だけど、あいつらゲームでは結構足遅いし、勝てる気もしなくもないんだよね。
「あー。パニック系?骸骨とか、人体模型とか追い掛けてくる奴」
「あー。そうそう。足遅いから諦めるしかないからね」
「そっかー。追い掛けられる系かー。じゃあ、まず理科室行こうか?」
あ、これ、デジャブって奴だ!
「もうその下り、宗介としたからいいってば」
思い出して来た記憶にもため息をつきながら、私はうんざりした顔で鳴子君を見るが、いつも通りの爽やかだけの笑顔である。
「と言うか、鳴子君、本当に怖いの?」
「え?怖いよ?」
「本当に?私、この前君の教室で人魂見たよ?幽霊出てるかもだよ?」
「人魂って……あの?」
どのだよ。そんなに人魂詳しくないよ。
「一般的な?」
「うわぁ。篠風さんの口から人魂なんて非現実的な言葉を聞く日が来るとは思わなかったな」
「見たんだって。宗介も見た。二人で、すーっと動いて消える光を見たの」
「揺れてた?その光」
「揺れては……」
いなかった気がするけれども。
「炎の光は揺れるよ?揺れてないなら人魂じゃなくない?」
「LEDの人魂だったかも」
「それは懐中電灯だね」
……正論だけども。
「怖くないでしょ?鳴子君」
「僕は怖がりだよ?」
「人魂にもっと心揺れて」
「僕の心もLEDだから無理かな?」
何だそれ。
「まあ、人魂なんてないし。見回りか何かを見たんでしょうね」
「……それはそれで、可笑しいでしょ?」
「え?」
私は鳴子君の言葉に振り返る。
「よく考えてよ。何で見回りに懐中電灯と使うのさ?」
「え?」
見回りに懐中電灯可笑しい?何で?
「あ、職員室寄って行かないと鍵かかってるかな」
考えてると、鳴子君が声を上げる。
まあ、こんな時間だし、閉まってるだろうな。教室なんて。
「あ、うん。そうだね。いってらー」
「え?篠風さん来ないの?」
「行くわけない。遠回り過ぎる。教室の前で待ってるよ」
「人魂怖くないの?」
「水筒あるし、勝てる敵に怯えるほど弱くないから」
火でも電気でも、水には弱い。
LEDだろうが、関係はない。
「篠風さんのそう言うところは素直に好感が持てるよ」
「普通の所にも好感持ってよ」
何だそれ。
「じゃ、教室で」
「また後で」
私は鳴子君と別れ、一人階段を上がり鳴子君の教室に向かう。
廊下は暗いが、歩けないぐらい見えない訳ではない。
それにしても、何でおかしいんだろ?
懐中電灯、見回りの人って持つんじゃないの?漫画でもゲームでもよく見るし。
あ、でも、見回り中にに懐中電灯消すのは可笑しいか。では、たまたま電池が切れたとか?

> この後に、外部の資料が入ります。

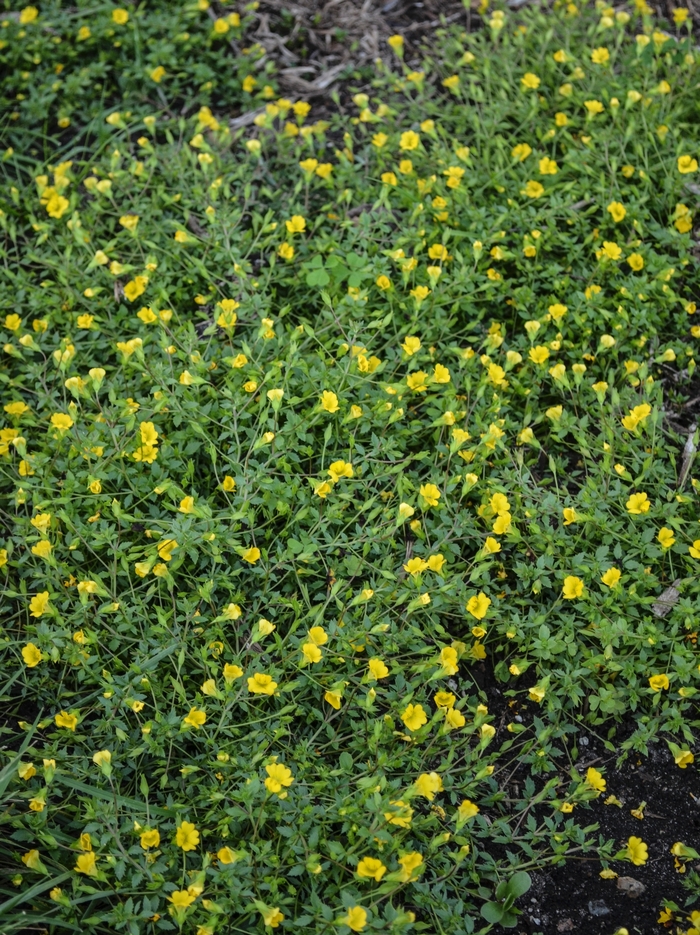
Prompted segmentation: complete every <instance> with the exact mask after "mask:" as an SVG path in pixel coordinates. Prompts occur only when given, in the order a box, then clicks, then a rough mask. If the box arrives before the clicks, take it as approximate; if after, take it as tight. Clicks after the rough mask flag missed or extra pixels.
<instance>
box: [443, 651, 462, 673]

そんなことを考えながら歩いていると、多香ちゃんと鳴子君の教室の前に着く。
そもそも、教室内に見回りって入るのか?いや、そこもわからないけども。全室の部屋の鍵持ち歩くの?あ、マスターキーか。
何気なく、私は教室の扉を開ける。
本当に、何気なく。
「……あれ?」
しかし、鍵はかかっておらず、簡単に教室の扉は音を立てて開いた。
施錠し忘れって奴?
何で……。
「開いて……」
いるんだろうか?
そう、疑問を上げる前に、私は目を見張った。何かが私の目に入ったのだ。
それは、だって……。
「誰っ!?」
私は暗闇の教室の中に足を踏み入れるのだ。